Critics point to the dot-com era for a cautionary parallel: during that cycle, debt-financed build-outs such as fiber networks contributed to a collapse when expected demand didn’t materialize. If billions of dollars of data centers are built and not needed, lenders and corporate sponsors could be exposed.
Worry deepens around circular and backstopped deals. Reports of a roughly $100 billion financing arrangement tied to Nvidia and OpenAI raised concerns that vendors are effectively funding customers who then spend on those vendors’ chips, inflating apparent demand. Smaller providers like CoreWeave, which pivoted from crypto mining to AI renting, have become deeply intertwined: OpenAI took equity in exchange for capacity, Nvidia holds stakes, and commitments to absorb unused capacity through long horizons can obscure true market appetite. Acemoglu likens these layered guarantees to a fragile house of cards.

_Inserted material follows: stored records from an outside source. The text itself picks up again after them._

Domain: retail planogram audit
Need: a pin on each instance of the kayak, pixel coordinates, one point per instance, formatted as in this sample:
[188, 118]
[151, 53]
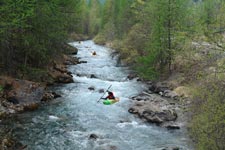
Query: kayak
[110, 101]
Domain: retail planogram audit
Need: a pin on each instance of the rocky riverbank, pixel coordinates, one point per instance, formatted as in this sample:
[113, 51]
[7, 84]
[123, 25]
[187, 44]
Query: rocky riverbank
[19, 95]
[162, 104]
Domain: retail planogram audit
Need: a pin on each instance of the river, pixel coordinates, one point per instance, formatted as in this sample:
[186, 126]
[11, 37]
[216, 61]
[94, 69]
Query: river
[68, 122]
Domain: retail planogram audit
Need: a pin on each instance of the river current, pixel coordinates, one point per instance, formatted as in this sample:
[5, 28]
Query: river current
[76, 121]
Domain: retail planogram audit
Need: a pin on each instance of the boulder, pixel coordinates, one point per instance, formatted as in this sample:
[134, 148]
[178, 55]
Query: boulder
[158, 87]
[20, 95]
[154, 111]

Market signals are starting to show unease. High-profile investors have trimmed or exited large AI-related stakes: Peter Thiel reportedly sold his Nvidia holding, SoftBank pared back exposure, and Michael Burry has publicly bet against Nvidia, accusing parts of the industry of accounting tricks and circular financing that hide weak end demand. Even some industry leaders acknowledge excess: Sam Altman has said investors are broadly overexcited about AI, and Google’s Sundar Pichai has warned of elements of irrationality that could leave companies vulnerable if sentiment turns.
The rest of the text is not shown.